Kuma, 1) Fluß in Kaukasien, entspringt am Nordabhang des Kaukasus, fließt in nordöstlicher Richtung durch das Gouvernement Stawropol, löst sich später in eine Reihe von Seen auf und verliert sich in sandige Steppen nahe dem Kaspischen Meer, welches der Fluß nur bei dem Hochwasser des Frühjahrs erreicht. Die Wahrnehmung, daß zeitweise aus dem Manytsch Wasser in die K. fließt, gab zu dem Projekt Anlaß, mittels dieser Flüsse einen Kanal zwischen dem Schwarzen und dem Kaspischen Meer herzustellen. - 2) Fluß in Finnland, s. Kumoelf.

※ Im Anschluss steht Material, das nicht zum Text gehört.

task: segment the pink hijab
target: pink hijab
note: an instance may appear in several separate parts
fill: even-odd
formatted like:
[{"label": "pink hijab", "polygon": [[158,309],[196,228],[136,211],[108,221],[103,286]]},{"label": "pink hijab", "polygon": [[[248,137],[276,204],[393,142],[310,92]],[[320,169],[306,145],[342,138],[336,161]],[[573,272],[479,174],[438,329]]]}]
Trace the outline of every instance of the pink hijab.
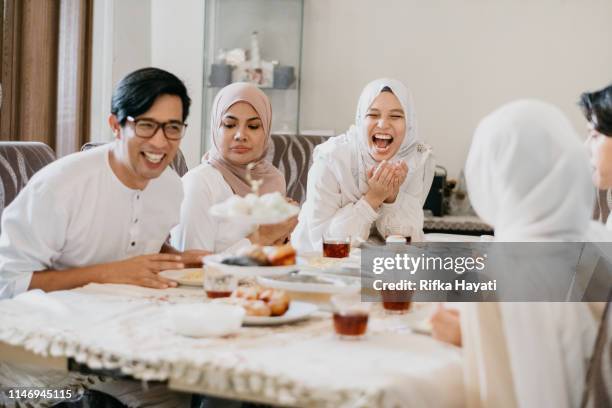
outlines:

Kumanelinzen, Volksstamm, s. Teleuten.

Kumānen (Komanen), ein asiatisches Steppenvolk türkischen Stammes, bei den Byzantinern Uzen, bei den Ungarn Kuni, bei den slawischen Völkern Polowci ("Bewohner der Flächen") genannt, brach im 11. Jahrh. aus der Kumanischen Steppe am Kuma (s. d.) in Europa ein; es waren häßliche, kahl geschorne Reiterscharen, mit Pfeil und Bogen bewehrt und leichte Kähne zum Überschreiten der Ströme mit sich führend. Sie beunruhigten die Grenzen des griechischen Kaiserreichs, in dessen Dienst einzelne Scharen traten, und drangen 1070 zum erstenmal in Ungarn ein, wurden jedoch von König Salomon zurückgeschlagen. Bei einem zweiten Einfall 1089 brachte ihnen Wladislaw an der Temes eine große Niederlage bei und siedelte den Teil der Gefangenen, der sich für Annahme des Christentums entschied, im jetzigen Jazygien an. Ein zweiter Sieg Wladislaws über die in ihren Wohnsitzen an der untern Donau zurückgebliebenen K. sicherte Ungarn längere Zeit vor ihren Angriffen. In der ersten Hälfte des 13. Jahrh. erlag ihre Hauptmacht den Mongolen, gegen welche sie auch in der Schlacht bei Kalka (1224), mit den Russen verbündet, vergebens ankämpften. Ein Haufe von 10,000 K. rettete sich auf das byzantinische Gebiet. Ein Teil derselben nahm 1227 das Christentum an. Ihr Oberkönig, Chan Kuthan, schlug die Mongolen zweimal zurück, wurde aber von Batuchan 1235 besiegt und mußte mit 40,000 kumanischen Familien nach Ungarn fliehen, wo König Bela ihnen das Land zwischen Theiß und Donau anwies. Aber sie blieben ihren rohen Gebräuchen und der nomadischen Lebensweise sowie dem Götzendienst getreu und widersetzten sich den Versuchen Belas, sie zum Christentum zu bekehren und an feste Wohnsitze zu gewöhnen. König Wladislaw IV., der den Beinamen "der Kumane" erhielt, begünstigte sogar ihr zuchtloses Treiben, lebte unter ihnen, gestattete die heidnischen Opfer und stellte die K. den Magyaren gleich.